Reliable protection of web applications requires a deep understanding of their structure, including URL parameters, cookies, data entry forms, etc. Unfortunately, modern IPS systems are not able to fully analyze web applications structure and, hence, ensure their reliable protection.

Disadvantages of NGFW in the context of web resource protection

The fundamental difference between WAF and NGFW is the orientation of mentioned devices: NGFW first of all is is targeted at controlling apps which are external to the company (such as, peer-to-peer or Facebook), while WAF provides protection for user-oriented web apps hosted on internal company’s servers.

NGFW doesn’t control the HTTP/HTTPS sessions at all or they are partially under control. It blocks only known types of attacks and mainly uses a “blacklist” approach to providing web protection, and does not compensate for the vulnerabilities of poorly designed web apps.

NGFW is sufficient to protect most web applications. But for apps which require enhanced protection and continuous monitoring, WAF provides a more robust set of controls that can block both known types of attacks and ones against which protective mechanisms have not yet been developed (Zero-Day Attacks).
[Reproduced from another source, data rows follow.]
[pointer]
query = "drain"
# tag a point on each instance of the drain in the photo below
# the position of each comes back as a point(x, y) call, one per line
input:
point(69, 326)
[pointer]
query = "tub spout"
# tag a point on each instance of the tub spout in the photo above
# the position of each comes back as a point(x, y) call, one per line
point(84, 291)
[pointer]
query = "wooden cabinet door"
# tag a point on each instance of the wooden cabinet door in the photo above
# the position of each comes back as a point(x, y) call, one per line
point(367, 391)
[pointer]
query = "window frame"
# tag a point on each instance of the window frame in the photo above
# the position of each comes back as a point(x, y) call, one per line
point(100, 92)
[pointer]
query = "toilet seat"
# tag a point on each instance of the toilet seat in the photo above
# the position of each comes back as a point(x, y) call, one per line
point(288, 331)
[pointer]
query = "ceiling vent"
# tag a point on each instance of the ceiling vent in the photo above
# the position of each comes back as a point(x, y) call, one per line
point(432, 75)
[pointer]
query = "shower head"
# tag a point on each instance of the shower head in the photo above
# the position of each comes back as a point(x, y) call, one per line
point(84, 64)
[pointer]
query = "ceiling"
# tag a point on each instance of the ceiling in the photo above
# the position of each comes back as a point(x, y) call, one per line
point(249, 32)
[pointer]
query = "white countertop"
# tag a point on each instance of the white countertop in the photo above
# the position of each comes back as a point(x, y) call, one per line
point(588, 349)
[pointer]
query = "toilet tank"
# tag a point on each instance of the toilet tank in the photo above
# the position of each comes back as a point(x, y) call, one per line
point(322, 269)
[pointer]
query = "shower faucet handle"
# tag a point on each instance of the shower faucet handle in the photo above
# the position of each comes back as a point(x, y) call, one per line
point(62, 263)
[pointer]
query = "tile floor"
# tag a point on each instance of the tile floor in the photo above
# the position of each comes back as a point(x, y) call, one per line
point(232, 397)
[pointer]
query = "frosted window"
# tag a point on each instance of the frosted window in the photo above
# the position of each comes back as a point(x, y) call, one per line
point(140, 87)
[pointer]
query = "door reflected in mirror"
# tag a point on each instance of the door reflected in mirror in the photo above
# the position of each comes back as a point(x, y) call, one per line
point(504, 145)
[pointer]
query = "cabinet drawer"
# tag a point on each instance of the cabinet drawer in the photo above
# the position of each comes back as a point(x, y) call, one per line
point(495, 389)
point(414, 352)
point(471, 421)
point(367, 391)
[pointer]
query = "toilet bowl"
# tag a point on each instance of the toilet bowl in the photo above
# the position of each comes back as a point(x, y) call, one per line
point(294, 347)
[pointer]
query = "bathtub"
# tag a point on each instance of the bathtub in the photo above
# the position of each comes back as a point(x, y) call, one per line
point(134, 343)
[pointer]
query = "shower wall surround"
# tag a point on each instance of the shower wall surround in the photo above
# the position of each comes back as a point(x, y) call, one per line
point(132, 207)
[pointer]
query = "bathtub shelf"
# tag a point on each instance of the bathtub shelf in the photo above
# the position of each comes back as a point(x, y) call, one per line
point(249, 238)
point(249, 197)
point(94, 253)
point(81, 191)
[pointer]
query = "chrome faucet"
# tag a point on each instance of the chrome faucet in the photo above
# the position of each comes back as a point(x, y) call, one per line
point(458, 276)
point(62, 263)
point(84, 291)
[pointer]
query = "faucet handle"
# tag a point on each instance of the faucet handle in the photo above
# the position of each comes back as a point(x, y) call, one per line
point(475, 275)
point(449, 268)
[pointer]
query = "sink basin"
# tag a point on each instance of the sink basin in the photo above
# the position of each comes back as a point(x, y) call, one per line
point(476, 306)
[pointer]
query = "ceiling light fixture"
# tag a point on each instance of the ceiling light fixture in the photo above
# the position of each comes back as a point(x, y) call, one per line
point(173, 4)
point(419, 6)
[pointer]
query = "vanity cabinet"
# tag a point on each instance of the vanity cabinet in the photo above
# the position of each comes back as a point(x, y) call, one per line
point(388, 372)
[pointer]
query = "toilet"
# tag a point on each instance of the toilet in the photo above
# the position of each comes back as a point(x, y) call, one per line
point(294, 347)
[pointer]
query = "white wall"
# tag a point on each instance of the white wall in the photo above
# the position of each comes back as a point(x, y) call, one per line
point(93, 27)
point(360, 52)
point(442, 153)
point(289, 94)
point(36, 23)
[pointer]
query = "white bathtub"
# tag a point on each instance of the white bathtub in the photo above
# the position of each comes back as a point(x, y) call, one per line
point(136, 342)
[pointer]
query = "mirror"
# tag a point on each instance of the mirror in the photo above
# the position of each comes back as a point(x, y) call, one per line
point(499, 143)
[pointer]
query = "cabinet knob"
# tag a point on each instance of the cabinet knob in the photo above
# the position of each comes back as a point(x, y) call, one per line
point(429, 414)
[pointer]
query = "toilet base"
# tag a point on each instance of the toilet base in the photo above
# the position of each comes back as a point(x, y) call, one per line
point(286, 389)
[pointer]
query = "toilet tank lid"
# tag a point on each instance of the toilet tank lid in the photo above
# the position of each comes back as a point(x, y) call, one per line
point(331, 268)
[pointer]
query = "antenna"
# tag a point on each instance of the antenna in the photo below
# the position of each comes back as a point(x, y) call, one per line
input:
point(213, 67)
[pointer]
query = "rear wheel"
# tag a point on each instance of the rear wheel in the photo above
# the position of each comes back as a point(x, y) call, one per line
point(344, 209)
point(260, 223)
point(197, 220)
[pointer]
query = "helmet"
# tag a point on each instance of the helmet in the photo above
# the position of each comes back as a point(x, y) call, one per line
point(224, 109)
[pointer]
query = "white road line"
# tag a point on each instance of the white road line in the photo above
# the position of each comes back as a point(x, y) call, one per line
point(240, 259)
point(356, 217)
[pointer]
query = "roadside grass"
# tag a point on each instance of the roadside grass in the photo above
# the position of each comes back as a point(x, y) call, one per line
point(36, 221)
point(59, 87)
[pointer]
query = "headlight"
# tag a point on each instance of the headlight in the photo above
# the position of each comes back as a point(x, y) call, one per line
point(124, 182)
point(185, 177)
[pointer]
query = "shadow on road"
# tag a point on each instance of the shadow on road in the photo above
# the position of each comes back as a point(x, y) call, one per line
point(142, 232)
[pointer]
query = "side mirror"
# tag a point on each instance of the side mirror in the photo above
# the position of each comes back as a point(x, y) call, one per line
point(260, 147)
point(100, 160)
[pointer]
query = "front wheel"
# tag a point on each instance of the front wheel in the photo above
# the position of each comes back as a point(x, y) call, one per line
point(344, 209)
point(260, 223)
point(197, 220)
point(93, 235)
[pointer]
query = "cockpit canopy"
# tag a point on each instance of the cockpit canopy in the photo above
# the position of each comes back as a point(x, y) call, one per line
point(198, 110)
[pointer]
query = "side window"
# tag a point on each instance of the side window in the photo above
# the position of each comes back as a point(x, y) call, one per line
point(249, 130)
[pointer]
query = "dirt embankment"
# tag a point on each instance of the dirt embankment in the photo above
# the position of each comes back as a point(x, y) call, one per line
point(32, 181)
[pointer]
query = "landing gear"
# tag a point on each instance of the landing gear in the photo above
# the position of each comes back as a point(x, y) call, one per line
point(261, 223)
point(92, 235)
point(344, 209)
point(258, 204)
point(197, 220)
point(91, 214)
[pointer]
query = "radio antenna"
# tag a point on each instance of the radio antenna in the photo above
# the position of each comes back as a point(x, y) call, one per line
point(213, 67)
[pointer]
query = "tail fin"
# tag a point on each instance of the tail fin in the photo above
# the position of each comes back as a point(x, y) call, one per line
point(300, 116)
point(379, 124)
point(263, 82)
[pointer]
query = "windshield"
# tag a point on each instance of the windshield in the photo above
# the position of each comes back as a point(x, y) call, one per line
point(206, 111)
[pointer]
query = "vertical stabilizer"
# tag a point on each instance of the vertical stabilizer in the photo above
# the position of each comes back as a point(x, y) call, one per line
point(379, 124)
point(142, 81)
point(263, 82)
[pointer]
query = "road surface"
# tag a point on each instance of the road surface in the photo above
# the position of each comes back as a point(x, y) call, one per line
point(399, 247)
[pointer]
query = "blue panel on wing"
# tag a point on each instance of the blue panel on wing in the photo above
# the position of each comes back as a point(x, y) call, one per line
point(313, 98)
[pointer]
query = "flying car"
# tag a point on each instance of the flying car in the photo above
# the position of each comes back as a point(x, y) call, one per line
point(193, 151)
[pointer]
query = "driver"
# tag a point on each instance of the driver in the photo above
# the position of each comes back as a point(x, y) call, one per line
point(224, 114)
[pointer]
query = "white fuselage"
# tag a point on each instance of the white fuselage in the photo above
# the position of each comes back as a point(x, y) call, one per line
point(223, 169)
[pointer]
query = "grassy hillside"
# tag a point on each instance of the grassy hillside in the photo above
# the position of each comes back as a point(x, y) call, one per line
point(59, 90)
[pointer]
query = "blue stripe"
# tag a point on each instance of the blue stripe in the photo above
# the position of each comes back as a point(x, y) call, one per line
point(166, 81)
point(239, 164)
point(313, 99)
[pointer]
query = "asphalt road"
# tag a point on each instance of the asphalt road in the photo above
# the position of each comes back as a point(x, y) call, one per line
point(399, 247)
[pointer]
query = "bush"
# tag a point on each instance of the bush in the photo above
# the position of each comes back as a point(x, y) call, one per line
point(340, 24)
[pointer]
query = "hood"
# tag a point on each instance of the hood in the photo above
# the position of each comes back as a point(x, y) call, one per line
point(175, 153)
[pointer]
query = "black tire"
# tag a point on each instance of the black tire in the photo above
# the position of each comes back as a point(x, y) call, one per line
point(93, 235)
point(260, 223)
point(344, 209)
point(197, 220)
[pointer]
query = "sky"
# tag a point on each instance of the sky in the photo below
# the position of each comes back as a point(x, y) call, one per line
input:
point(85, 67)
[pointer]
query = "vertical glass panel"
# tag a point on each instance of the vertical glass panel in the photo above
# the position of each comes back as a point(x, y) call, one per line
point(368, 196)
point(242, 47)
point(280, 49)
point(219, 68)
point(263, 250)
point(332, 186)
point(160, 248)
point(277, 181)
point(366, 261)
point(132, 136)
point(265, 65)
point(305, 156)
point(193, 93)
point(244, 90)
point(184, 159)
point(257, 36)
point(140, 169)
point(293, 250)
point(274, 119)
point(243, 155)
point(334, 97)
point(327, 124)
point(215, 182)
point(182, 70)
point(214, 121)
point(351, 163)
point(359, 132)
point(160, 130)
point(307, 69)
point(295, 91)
NGFW are not equipped with WAF, because a great amount of computing power is required for correct operation of the latter. Moreover, there is a limited set of companies that need WAF (mainly in the financial sphere). Therefore, at the moment, WAF remains an autonomous and independent technology with unique and narrowly focused functionality and high development potential in near future.
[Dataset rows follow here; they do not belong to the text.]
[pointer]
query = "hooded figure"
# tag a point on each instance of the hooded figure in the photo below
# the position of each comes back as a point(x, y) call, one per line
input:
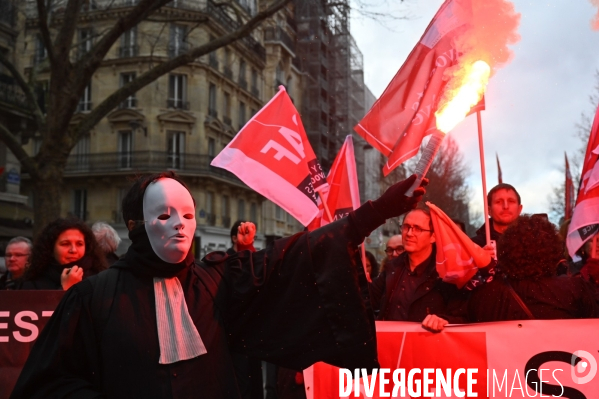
point(158, 325)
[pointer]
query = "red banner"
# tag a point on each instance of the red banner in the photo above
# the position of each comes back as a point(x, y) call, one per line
point(515, 359)
point(343, 193)
point(23, 314)
point(405, 112)
point(273, 156)
point(585, 218)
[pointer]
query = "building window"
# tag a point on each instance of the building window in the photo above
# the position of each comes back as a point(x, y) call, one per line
point(242, 119)
point(177, 92)
point(210, 216)
point(176, 148)
point(80, 204)
point(211, 148)
point(84, 41)
point(213, 57)
point(254, 213)
point(241, 210)
point(131, 101)
point(226, 211)
point(279, 213)
point(80, 154)
point(212, 101)
point(129, 46)
point(85, 103)
point(125, 148)
point(177, 43)
point(227, 68)
point(40, 51)
point(254, 88)
point(242, 78)
point(227, 113)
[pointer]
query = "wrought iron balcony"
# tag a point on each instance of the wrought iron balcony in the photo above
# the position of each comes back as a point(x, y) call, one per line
point(175, 50)
point(128, 51)
point(12, 94)
point(177, 104)
point(145, 161)
point(278, 35)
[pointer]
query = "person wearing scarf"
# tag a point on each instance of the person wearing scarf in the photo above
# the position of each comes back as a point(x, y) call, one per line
point(173, 323)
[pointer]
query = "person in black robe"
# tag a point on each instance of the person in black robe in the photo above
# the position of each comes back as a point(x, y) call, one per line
point(302, 300)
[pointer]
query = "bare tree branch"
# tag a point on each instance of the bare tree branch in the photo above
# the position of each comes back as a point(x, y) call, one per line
point(148, 77)
point(14, 145)
point(35, 110)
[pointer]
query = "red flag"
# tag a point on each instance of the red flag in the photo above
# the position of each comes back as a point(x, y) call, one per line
point(272, 155)
point(585, 217)
point(458, 258)
point(499, 174)
point(343, 194)
point(405, 112)
point(568, 192)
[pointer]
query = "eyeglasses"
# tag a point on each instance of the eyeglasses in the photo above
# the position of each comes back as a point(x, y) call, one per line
point(8, 256)
point(389, 250)
point(405, 228)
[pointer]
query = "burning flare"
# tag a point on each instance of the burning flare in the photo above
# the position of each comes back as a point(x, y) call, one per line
point(465, 97)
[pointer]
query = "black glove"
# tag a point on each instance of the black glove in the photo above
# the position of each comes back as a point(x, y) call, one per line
point(394, 202)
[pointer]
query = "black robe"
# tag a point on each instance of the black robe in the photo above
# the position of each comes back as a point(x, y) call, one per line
point(303, 300)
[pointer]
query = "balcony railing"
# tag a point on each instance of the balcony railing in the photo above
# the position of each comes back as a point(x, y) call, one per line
point(145, 161)
point(210, 219)
point(130, 102)
point(213, 62)
point(177, 104)
point(12, 94)
point(175, 50)
point(128, 51)
point(276, 34)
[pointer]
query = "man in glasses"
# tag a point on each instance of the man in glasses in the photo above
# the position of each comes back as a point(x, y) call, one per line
point(17, 257)
point(409, 289)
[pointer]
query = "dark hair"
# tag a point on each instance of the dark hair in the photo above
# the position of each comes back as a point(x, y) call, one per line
point(427, 211)
point(530, 249)
point(132, 204)
point(235, 229)
point(502, 186)
point(374, 265)
point(43, 248)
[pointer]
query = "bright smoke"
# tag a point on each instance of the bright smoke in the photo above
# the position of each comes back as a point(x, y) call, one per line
point(595, 21)
point(494, 27)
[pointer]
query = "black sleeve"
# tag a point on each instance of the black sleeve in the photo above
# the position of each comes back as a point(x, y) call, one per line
point(304, 299)
point(63, 362)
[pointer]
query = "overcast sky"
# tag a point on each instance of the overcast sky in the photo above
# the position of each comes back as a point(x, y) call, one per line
point(533, 103)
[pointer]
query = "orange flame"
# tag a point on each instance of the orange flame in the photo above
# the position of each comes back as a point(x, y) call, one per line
point(465, 97)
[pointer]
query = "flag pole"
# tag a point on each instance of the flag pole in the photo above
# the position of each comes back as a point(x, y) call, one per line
point(324, 203)
point(484, 177)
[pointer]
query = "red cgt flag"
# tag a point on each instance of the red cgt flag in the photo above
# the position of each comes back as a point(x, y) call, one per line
point(272, 155)
point(585, 218)
point(568, 192)
point(458, 258)
point(343, 194)
point(405, 112)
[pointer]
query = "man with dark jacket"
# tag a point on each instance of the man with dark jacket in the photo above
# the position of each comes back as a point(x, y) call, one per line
point(504, 207)
point(158, 325)
point(409, 289)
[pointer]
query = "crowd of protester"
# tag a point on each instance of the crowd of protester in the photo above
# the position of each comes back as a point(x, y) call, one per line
point(530, 277)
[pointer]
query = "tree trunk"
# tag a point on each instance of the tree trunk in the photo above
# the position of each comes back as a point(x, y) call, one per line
point(47, 197)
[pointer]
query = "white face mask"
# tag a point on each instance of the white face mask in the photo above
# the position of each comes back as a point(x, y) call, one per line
point(169, 214)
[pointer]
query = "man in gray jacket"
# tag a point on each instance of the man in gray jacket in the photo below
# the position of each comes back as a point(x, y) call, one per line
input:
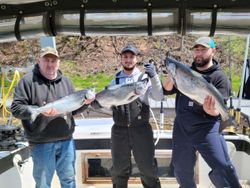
point(131, 130)
point(50, 134)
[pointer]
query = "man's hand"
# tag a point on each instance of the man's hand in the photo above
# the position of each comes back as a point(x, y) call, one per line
point(209, 106)
point(88, 101)
point(51, 112)
point(150, 70)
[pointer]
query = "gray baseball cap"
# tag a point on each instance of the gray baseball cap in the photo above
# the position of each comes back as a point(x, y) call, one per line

Figure 4. Comparing WAF, IPS and NGFW in the context of web-resources security

PCI DSS Main Requirements:

  • Ensure firewalls functioning for cardholders data protection;
  • Don’t use set as the default passwords or other system parameters;
  • Provide secure cardholders data storing;
  • Encrypt cardholders data during its transmitting through public networks;
  • Protect all systems from malicious software and perform an antivirus software updating systematically;
  • Develop and support secure systems and apps;
  • Limit the possibility of access to cardholders data by business justification;
  • Identify and confirm the access to the system elements;
  • Limit the physical access to cardholders data;
  • Perform controlling and tracking of all the access to network resources and to cardholders data;
  • Perform systematically systems and security processes testing;
  • Constantly Develop and maintain a policy that addresses information security for all staff.

OWASP Top 10:

  • A1: vulnerabilities to code implementation (all kinds of injections, including SQL, LDAP, etc)
  • A2: XSS vulnerabilities (Cross Site Scripting)
  • A3: vulnerabilities arising from incorrect authentication mechanism implementation and web application sessions management;
  • A4: vulnerabilities that allow to perform uncontrolled accessing to internal web application objects directly. Directory traversal ability (Path Traversal);
  • A5: vulnerabilities CSRF (Cross Site Request Forgery);
  • A6: vulnerabilities arising from misconfiguration of the web app and its environment;
  • A7: vulnerabilities associated with incorrect implementation of cryptographic techniques of information security for critical data storing on the server side;
  • A8: vulnerabilities of web application authorization mechanism (possibility of direct accessing to resources by URL);
  • A9: insufficient security of the transport Protocol;
  • A10: vulnerabilities which allow to use a web app to redirect users to any site (Open Redirects).